I want Domain Admins group to be member of local admin group on all user computer. 

I thought of doing this through Restricted Group section in GPO, I modified the Default Domain Policy, Under Computer Configuration -> Security Settings -> Restricted Group -> Added Domain Admins member of Administrators group.

After few mins, automatically all the members in "Domain Admins" group got removed and i totally lost control of my AD Infra.

Luckily i have another account which has modify permission of the Domain Admin group through which i manually added the members again and got the control back.

Any idea why this happened?

Regards,

Prasanna

• Edited by Parsapd 2 hours 33 minutes ago Picture Uploaded

Hi

 When you edit the restrcited gpo,you could select "This group is a member of" and add the group,otherwise if you selected "Members of this group" this remove other groups..
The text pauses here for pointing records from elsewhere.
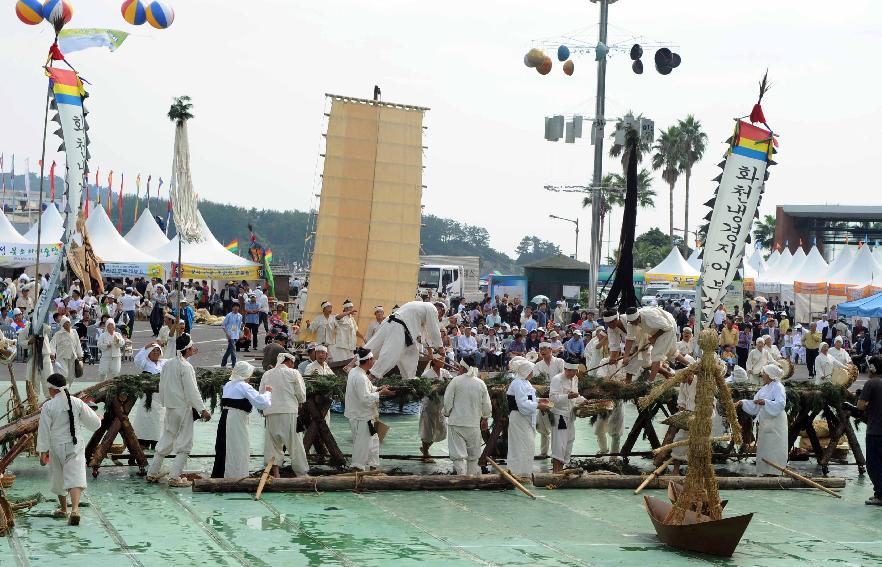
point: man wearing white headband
(564, 394)
(183, 403)
(62, 445)
(545, 369)
(361, 409)
(396, 342)
(524, 406)
(379, 315)
(147, 421)
(467, 407)
(652, 334)
(345, 333)
(232, 446)
(768, 406)
(289, 391)
(67, 350)
(757, 359)
(322, 326)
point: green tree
(617, 150)
(694, 142)
(668, 157)
(764, 231)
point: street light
(575, 222)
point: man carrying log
(564, 394)
(183, 405)
(61, 419)
(289, 392)
(361, 409)
(467, 407)
(395, 342)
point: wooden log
(340, 483)
(633, 481)
(507, 475)
(801, 478)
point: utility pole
(599, 123)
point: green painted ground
(130, 522)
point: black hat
(57, 380)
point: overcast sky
(258, 71)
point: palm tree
(668, 157)
(180, 109)
(616, 150)
(612, 194)
(764, 231)
(694, 142)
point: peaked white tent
(8, 234)
(52, 227)
(112, 248)
(674, 268)
(146, 235)
(694, 259)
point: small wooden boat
(701, 534)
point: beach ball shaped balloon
(29, 11)
(134, 12)
(160, 14)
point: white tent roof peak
(674, 265)
(52, 228)
(145, 234)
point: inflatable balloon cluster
(536, 59)
(157, 13)
(56, 12)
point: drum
(844, 376)
(787, 366)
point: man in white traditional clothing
(433, 426)
(361, 409)
(757, 360)
(545, 368)
(345, 332)
(232, 446)
(396, 341)
(613, 424)
(183, 404)
(67, 349)
(524, 406)
(651, 335)
(111, 344)
(38, 371)
(564, 394)
(322, 326)
(147, 422)
(467, 407)
(289, 391)
(61, 445)
(768, 406)
(379, 315)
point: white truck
(455, 276)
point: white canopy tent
(674, 268)
(52, 228)
(146, 235)
(120, 258)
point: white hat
(242, 371)
(773, 371)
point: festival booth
(206, 260)
(675, 269)
(810, 287)
(146, 235)
(119, 258)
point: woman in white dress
(768, 406)
(524, 405)
(68, 349)
(111, 344)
Please check this example settings;

https://wiki.samba.org/index.php/Modifying_local_groups_using_GPO_restricted_groups

Note: i add this link cause,it shows the steps with pictures.

You've misconfigured the Restricted Group where you add as "Members of this group". This will remove the domain admins group.

I also suggest you may use "local user & group" at control panel which also exist in GPO.

This is the setting i made, Will it remove all the members from Domain Admin?